In the United Kingdom (UK), we need to pay proper attention to positive mental health and well-being. We can do this by promoting positive mental health, providing support so that the quality of life is improved, acting against social exclusion, and promoting the rights of people by addressing inequalities in mental health.

Being perceived as different to the majority of people around you has an impact on mental health. This means that people with physical disabilities, gay, lesbian, bisexual or transgender people, people with learning difficulties and people from black and minority ethnic groups are all more likely to experience mental health problems.

There is substantial literature regarding the impact of health of all forms of discrimination, whether on the grounds of race and ethnicity, age, gender, religion or sexual orientation. It adversely impacts mental health, affecting a person’s dignity and self-esteem. It can lead to a sense of alienation, isolation, fear, and intimidation. It can make it difficult for individuals to feel socially included and to integrate into society.

Difference is a problem not because of the perceived difference itself, but because of the attitude of the majority of the population towards people who appear different. We live in a culture that encourages similarity. We notice when people dress differently, live differently, or act differently. Western culture has been slow to recognise how badly people are affected by being treated less favourably because of perceived difference.

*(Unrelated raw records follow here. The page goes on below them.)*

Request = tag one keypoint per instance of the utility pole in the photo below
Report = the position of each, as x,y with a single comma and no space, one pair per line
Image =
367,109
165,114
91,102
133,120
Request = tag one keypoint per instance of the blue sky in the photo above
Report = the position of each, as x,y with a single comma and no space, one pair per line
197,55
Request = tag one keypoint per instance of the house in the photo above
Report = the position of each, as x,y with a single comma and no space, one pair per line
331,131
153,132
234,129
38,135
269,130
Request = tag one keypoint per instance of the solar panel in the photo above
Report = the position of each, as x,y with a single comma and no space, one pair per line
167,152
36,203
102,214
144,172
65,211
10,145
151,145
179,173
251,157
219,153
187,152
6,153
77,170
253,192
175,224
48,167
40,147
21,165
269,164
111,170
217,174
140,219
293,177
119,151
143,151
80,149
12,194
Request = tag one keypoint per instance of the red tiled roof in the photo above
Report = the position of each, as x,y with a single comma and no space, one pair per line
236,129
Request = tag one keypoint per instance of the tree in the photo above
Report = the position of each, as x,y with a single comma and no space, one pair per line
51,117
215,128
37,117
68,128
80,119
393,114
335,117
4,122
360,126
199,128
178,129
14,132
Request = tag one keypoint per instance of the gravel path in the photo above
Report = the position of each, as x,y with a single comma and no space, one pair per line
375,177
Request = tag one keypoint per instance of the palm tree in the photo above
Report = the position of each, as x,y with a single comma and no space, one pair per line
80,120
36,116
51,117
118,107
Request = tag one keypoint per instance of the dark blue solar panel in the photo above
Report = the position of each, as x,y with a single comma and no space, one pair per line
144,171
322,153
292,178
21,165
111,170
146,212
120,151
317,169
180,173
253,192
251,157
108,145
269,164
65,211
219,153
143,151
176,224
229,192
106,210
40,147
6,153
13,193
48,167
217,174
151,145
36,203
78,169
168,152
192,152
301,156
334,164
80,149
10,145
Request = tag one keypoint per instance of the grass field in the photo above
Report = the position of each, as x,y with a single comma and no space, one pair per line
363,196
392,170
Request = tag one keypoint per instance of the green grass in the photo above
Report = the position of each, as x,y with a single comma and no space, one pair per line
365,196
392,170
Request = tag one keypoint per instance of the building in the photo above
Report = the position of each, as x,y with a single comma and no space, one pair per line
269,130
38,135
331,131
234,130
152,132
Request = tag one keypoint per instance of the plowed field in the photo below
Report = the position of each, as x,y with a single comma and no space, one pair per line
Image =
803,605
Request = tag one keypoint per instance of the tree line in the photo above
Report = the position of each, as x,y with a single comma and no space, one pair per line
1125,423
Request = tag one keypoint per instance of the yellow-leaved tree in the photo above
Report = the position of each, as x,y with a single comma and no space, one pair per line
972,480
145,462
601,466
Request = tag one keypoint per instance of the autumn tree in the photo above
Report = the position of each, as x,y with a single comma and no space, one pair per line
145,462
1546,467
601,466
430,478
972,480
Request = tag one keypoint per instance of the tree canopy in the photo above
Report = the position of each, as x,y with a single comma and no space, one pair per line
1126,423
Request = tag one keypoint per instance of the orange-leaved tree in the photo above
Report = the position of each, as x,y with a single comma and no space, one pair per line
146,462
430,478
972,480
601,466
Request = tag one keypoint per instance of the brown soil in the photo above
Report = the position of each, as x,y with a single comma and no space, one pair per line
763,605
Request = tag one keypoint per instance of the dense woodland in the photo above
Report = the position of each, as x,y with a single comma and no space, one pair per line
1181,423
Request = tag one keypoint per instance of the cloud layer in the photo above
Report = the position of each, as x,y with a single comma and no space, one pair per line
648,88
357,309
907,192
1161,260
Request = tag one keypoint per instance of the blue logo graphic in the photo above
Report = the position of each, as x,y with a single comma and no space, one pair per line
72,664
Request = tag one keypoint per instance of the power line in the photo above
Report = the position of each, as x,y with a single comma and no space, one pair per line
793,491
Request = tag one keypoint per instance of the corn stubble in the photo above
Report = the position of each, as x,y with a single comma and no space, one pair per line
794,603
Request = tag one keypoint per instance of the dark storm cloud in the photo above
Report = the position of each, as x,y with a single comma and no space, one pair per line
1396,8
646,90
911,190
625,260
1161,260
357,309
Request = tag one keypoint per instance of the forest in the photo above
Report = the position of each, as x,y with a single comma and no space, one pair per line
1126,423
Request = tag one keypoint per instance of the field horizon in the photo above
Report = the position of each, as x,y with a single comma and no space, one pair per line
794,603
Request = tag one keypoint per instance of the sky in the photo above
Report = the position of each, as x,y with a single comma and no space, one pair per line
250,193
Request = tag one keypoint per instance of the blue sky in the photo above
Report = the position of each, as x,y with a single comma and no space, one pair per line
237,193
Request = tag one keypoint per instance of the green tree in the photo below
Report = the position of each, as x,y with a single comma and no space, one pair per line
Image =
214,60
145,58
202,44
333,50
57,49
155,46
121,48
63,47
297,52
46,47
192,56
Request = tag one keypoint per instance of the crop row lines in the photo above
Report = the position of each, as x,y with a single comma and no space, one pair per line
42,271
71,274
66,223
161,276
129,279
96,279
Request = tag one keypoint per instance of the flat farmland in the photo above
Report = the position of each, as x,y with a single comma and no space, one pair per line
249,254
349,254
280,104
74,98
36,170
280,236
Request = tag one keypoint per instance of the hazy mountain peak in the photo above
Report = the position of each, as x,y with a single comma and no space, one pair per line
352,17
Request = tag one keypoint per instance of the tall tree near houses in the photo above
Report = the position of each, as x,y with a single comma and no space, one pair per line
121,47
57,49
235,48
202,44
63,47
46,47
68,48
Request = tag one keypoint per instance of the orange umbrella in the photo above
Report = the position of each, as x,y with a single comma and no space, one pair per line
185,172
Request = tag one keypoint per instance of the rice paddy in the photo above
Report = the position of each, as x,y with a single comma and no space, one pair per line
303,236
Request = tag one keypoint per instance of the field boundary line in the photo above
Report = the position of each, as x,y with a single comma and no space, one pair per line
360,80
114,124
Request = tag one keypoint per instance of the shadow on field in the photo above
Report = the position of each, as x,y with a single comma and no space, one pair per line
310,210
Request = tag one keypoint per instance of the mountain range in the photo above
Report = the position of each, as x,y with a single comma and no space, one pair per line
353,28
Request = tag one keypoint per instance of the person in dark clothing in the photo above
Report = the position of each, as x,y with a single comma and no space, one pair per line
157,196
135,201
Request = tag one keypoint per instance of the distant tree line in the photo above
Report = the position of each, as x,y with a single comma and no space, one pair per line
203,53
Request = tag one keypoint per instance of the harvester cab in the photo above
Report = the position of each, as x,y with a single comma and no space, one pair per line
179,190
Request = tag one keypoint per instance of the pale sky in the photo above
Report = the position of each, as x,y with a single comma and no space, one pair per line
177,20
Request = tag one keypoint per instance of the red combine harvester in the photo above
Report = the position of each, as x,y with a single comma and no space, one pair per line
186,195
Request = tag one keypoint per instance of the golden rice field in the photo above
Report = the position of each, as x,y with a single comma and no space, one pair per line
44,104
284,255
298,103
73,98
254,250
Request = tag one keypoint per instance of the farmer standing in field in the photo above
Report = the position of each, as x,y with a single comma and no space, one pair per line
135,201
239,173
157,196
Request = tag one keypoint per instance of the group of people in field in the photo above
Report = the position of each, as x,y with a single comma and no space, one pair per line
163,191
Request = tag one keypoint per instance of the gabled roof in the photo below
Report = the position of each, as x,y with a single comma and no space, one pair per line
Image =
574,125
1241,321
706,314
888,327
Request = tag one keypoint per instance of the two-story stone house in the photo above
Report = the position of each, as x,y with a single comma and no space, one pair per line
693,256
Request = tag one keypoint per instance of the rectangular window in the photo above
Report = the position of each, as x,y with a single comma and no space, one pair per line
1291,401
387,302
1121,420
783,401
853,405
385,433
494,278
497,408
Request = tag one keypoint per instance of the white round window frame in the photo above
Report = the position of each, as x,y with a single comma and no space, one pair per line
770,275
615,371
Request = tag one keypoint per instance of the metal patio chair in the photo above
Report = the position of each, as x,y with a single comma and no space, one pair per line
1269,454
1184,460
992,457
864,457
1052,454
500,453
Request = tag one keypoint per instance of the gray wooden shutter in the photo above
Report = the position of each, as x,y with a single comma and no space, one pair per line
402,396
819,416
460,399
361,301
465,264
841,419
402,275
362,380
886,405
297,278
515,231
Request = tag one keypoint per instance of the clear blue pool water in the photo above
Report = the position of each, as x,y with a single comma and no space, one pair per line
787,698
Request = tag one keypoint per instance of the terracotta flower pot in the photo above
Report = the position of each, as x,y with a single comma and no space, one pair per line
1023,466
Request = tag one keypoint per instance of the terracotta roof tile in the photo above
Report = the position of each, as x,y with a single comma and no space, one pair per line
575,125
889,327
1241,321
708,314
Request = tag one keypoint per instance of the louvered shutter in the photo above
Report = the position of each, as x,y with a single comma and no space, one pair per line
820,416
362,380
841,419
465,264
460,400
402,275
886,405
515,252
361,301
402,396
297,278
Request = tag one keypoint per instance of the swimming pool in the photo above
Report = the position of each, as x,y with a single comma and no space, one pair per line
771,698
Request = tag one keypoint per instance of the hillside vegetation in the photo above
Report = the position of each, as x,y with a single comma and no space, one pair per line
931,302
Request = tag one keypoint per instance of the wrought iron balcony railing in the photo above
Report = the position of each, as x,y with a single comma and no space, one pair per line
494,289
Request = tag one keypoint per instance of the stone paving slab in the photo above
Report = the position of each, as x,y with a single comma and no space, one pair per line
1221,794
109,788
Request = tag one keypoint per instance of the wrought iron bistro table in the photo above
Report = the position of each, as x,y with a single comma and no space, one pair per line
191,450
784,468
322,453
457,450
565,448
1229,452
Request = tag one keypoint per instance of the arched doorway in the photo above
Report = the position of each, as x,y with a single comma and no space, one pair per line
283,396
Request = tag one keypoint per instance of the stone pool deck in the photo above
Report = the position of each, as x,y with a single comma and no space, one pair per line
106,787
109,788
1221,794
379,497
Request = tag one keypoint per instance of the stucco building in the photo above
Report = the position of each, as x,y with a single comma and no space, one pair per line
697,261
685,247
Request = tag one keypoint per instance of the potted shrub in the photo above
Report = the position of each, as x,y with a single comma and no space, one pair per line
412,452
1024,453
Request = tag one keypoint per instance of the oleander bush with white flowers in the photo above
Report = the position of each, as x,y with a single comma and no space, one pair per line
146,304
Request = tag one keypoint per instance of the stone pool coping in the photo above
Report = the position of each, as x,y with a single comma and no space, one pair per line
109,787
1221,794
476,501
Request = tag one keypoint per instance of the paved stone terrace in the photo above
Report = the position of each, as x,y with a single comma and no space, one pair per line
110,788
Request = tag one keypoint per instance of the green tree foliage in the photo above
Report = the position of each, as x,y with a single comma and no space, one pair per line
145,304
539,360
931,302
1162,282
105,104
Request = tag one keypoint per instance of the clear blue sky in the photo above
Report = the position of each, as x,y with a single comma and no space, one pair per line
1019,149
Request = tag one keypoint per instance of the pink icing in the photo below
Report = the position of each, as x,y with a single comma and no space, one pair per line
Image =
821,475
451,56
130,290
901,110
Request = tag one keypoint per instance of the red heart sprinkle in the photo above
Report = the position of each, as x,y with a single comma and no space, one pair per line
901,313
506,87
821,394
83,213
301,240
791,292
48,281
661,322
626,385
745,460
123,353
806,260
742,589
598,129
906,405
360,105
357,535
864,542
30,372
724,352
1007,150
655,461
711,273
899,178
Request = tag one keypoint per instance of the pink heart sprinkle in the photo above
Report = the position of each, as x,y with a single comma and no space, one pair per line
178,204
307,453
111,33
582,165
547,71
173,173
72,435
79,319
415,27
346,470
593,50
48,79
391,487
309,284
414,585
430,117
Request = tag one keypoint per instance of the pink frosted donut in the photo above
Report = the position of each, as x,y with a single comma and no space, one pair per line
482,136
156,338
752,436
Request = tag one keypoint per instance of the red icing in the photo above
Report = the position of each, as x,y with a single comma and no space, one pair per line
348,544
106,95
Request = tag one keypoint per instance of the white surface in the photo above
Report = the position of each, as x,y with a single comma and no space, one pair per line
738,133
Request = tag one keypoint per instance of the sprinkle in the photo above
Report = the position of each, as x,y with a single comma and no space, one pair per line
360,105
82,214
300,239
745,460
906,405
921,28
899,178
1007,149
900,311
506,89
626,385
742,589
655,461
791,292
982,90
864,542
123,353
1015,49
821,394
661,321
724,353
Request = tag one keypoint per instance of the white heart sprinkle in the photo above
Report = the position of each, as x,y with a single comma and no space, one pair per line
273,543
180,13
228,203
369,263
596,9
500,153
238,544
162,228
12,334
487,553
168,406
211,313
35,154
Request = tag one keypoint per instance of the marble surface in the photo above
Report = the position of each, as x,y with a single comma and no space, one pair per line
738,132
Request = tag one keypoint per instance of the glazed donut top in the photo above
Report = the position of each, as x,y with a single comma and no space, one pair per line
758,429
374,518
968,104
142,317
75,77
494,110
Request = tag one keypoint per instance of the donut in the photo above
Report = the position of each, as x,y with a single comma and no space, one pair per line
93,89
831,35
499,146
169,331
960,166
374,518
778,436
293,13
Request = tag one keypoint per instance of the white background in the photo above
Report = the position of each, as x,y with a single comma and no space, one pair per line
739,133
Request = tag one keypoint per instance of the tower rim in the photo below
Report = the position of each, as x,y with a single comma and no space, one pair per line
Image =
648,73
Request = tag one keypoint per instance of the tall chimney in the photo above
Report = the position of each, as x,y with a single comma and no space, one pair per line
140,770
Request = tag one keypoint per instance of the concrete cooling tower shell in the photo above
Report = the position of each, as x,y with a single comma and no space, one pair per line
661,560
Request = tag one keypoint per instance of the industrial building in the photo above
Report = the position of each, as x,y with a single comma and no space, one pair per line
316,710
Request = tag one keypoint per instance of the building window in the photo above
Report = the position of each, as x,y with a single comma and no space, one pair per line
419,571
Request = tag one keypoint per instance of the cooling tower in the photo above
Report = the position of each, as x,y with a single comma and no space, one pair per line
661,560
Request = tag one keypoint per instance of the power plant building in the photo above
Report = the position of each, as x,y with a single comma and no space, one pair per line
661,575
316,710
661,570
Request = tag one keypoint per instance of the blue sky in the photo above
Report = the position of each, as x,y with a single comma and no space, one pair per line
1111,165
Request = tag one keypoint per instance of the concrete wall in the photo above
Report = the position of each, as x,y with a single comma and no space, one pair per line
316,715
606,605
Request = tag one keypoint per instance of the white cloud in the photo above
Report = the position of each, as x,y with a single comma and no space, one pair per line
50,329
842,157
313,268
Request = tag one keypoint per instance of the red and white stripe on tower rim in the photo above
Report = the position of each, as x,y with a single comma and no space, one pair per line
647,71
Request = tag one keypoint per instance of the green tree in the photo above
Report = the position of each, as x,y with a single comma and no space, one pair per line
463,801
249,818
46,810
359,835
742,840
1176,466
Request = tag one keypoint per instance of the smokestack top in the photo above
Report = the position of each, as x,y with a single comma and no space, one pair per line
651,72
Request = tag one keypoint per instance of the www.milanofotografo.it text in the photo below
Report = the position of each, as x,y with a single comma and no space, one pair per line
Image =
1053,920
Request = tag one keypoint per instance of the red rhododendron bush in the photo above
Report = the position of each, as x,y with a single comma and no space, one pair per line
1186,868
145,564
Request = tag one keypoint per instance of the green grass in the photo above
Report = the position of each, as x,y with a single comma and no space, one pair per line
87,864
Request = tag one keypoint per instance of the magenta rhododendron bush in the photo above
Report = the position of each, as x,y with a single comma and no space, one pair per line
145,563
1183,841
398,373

The law now protects certain people and groups from discrimination and disadvantage. However, in order to foster positive mental health in society, we all need to think about our attitudes and find ways to treat one another with equal respect and care.

Mental health first aid training can make an enormous difference to the mental health of society because it models good practice, by offering kindness and support to people in mental distress – regardless of their ethnic heritage, sexuality, religion, economic status, health, ability, age, or gender.